Not only that, but repealing the St. Paul Principles without a plan for enforcement won't actually accomplish anything besides a further division within our movement. Even if we repeal the St. Paul Principles, people are still going to act in ways that some people define as violent. People will show up on Saturdays who have never been to a General Assembly and who know nothing about its decisions, or who have been to GA but don't care about its decisions, or who have been to GA and care about abiding by its decisions but, in the heat of the moment, out of fear or anger, do something in violation of GA policy—people within the movement will still act in contradiction to GA decisions whether you endorse the St. Paul Principles or not. On the other hand, if we're serious about enforcing non-violence—if we're serious about policing ourselves in respect to the principles of non-violence, then, one, we have to be a much more organized and more hierarchical and more centralized entity than we currently are, and, two, we'll have to use force, violence and/or the threat of violence, to guarantee that everyone acts in accordance with our principles. And we'll then no longer be a non-violent movement. If you mean to take Ghandi's and MLK's ideas seriously and literally, and if you mean to model a real democratic community and process, then you can't use violence in the name of non-violence and you can't advocate top-down enforcement of General Assembly decisions. The danger here is in re-shaping the concepts of non-violence and democracy into commodity fetishes that are completely void of significant moral and practical meaning.

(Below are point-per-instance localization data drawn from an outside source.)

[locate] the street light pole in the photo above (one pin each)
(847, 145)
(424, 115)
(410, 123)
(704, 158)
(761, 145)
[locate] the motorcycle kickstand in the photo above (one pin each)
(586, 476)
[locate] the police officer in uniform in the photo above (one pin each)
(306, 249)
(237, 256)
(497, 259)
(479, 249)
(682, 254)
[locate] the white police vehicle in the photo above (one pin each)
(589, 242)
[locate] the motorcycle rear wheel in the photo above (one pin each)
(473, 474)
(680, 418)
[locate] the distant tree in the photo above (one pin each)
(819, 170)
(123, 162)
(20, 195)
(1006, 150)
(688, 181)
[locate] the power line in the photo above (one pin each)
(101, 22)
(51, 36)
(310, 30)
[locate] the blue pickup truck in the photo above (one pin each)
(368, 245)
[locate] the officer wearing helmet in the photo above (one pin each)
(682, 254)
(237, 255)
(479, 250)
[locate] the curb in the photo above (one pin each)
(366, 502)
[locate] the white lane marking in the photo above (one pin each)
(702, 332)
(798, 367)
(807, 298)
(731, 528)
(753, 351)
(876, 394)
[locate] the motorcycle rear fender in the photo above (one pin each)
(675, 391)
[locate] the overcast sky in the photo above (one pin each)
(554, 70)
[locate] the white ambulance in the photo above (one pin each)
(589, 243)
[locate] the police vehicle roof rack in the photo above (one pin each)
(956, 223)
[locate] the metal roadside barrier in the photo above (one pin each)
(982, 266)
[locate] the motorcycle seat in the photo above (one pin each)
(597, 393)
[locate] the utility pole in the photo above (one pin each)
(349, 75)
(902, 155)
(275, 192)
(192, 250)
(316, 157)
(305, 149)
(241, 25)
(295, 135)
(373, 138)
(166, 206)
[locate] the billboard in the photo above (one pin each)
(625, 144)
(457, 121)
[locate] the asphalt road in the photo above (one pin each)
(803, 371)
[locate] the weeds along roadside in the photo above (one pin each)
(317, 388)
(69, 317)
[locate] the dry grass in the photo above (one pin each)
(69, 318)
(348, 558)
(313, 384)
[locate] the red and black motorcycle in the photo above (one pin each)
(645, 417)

In my view, the St. Paul Principles offer a way out of the ethical conundrum. The issue of enforcement doesn't have to be altogether avoided, because a top-down, coercive, and centralized program of enforcement isn't the only option. We can enforce the majority of our primary values democratically, through social interaction, which is mainly what we've been doing and precisely what the St. Paul Principles encourage, but no set of principles, be they democratic or non-violent, can be expected to account for every situation we might encounter and to rule over our every behavior. Neither the St. Paul Principles or the principles of non-violence or democracy should be looked upon as absolute and infallible moral commands. Obviously, if a fellow protestor attempts to rape or murder another fellow protestor, then the St. Paul Principles as well as the principles of non-violence and democracy need to be overlooked in order to end the abuse as abruptly and efficiently as possible. The St. Paul Principles, or any principles, shouldn't be seen as mandates for behavior, nor were they intended as such. The St. Paul Principles specifically mean to challenge top-down decision-making and organizing and to empower everyone involved to take direct action in the world around them. They DO NOT advocate violence. True, they allow affinity groups to choose their own courses of action, but not without some form of consensus or direct democracy to decide on goals and tactics. The St. Paul Principles aren't dictates; they are guidelines, however, for continuing the discussion, for existing in unity and camaraderie with each other in spite of our ideological differences, and for allowing those of us who prize non-violence to continue to practice and promote our values without moral contradiction and without demonizing comrades who think and act differently, which isn't just a more honest and committed non-violent practice but also a much more effective strategy for convincing others to share our values. We need the St. Paul Principles, that is, to prevent the precise kinds of divisions we've seen from recent efforts to have the principles repealed.